Les journalistes travaillant dans l’Est de la République démocratique du Congo, font face à d’énormes défis et parmi ceux-ci, des mesures imposées par l’une ou l’autre partie prenant part au conflit en cours. Pour Journaliste en danger (JED), les directives imposées par le M23 met en péril le travail de professionnels de médias.
L’organisation a exprimé son desaccord face aux menaces de fermeture proférées par le chef de département de communication, de médias et postes de l’AFC/M23, Lawrence Kanyuka lors d’une réunion lundi 18 août à Bukavu, au Sud-Kivu, avec les responsables de radios, télévisions et médias en ligne.
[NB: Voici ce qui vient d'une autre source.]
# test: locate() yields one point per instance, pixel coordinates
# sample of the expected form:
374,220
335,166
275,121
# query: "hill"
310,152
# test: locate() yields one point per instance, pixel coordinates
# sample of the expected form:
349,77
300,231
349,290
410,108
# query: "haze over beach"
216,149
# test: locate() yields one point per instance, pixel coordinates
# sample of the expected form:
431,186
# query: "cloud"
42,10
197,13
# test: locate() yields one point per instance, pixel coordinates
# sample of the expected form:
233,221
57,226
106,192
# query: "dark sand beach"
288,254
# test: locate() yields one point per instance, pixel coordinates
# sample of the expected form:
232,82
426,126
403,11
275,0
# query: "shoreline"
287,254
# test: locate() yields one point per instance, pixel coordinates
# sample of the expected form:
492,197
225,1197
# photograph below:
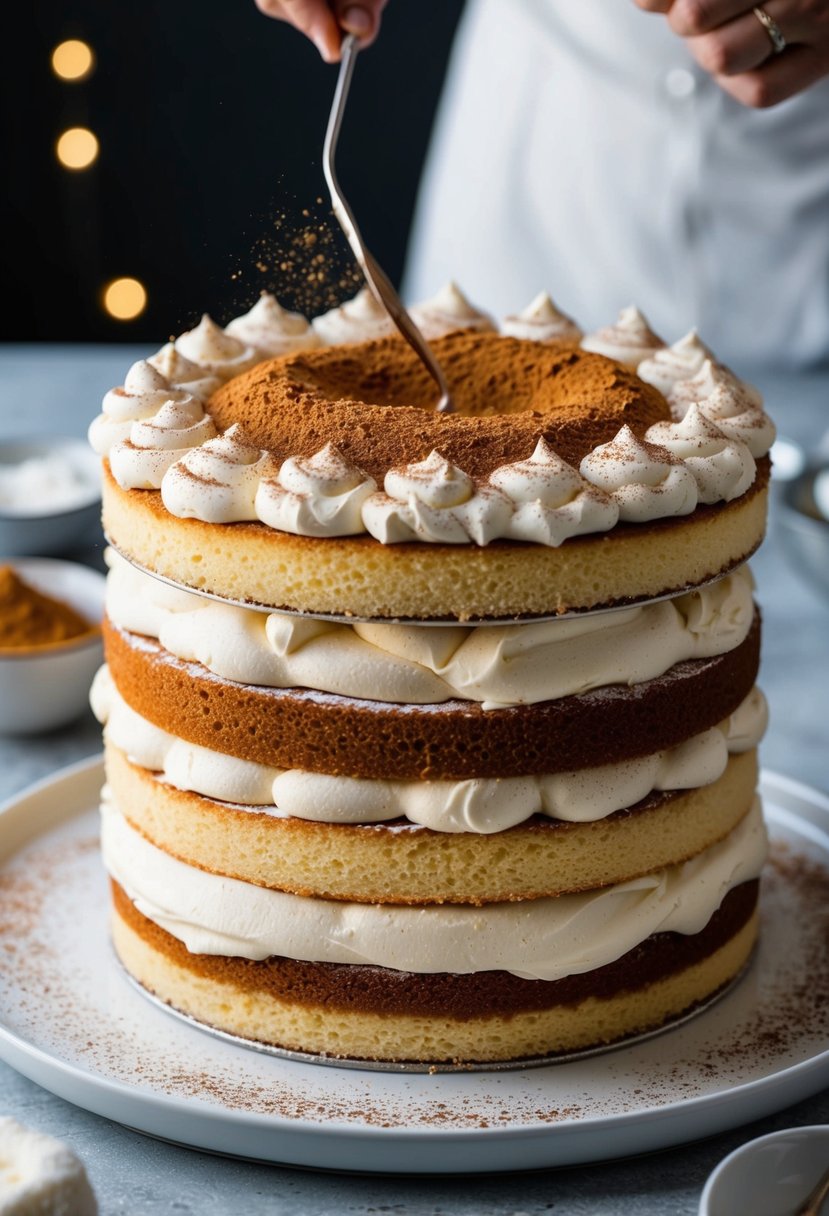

À en croire le communiqué de JED, les médias ont été contraints de se conformer à la note circulaire n⁰33, qui fixe la redevance annuelle, une autorisation de fonctionnement et une assignation de fréquence. Dans la même logique, les informations recueillies par Journaliste en danger, soulignent qu’un détachement d’inspection sera envoyé sur terrain, pour « forcer l’application de ces mesures, sous menace de fermeture pure et simple » de ces médias.
Au-delà de ces menaces, JED dénonce des interdictions infligées aux médias de ne pas relayer des informations jugées « favorables » à Kinshasa, aux Forces armées de la République démocratique du Congo ou aux Wazalendo, faisant prévaloir le « principe de réciprocité » aux mesures instaurées par Kinshasa.
JED qualifie ces mesures imposées par l’AFC/M23, d’une « ingérence inacceptable » et « illégale » dans le fonctionnement des médias, dénonçant une violation flagrante des principes fondamentaux de la liberté de la presse, du pluralisme de l’information et du droit du public à être informé de manière équilibrée et indépendante.
Journaliste en danger regrette qu’à travers cette censure politique et idéologique, en cherchant à faire taire les voix divergentes, « la coalition AFC-M23 s’attaque directement à l’intégrité du travail du journaliste et met en péril la sécurité des journalistes dans une zone déjà instable ».
Pour faciliter le travail des journalistes dans cette zone, Journaliste en danger exige au M23 de retirer dans l’ « immédiat », l’ensemble de mesures coercitives imposées aux médias ; la fin des menaces et intimidations contre les professionnels de médias du Sud-Kivu, et le respect du droit à l’information et de l’indépendance éditoriale des médias dans les zones sous contrôle de groupes armés.
Journaliste en danger appelle à la mobilisation générale tant de la Communauté internationale, les organismes de défense de la liberté de la presse, ainsi que des partenaires de la RDC face à cette « dérive autoritaite ».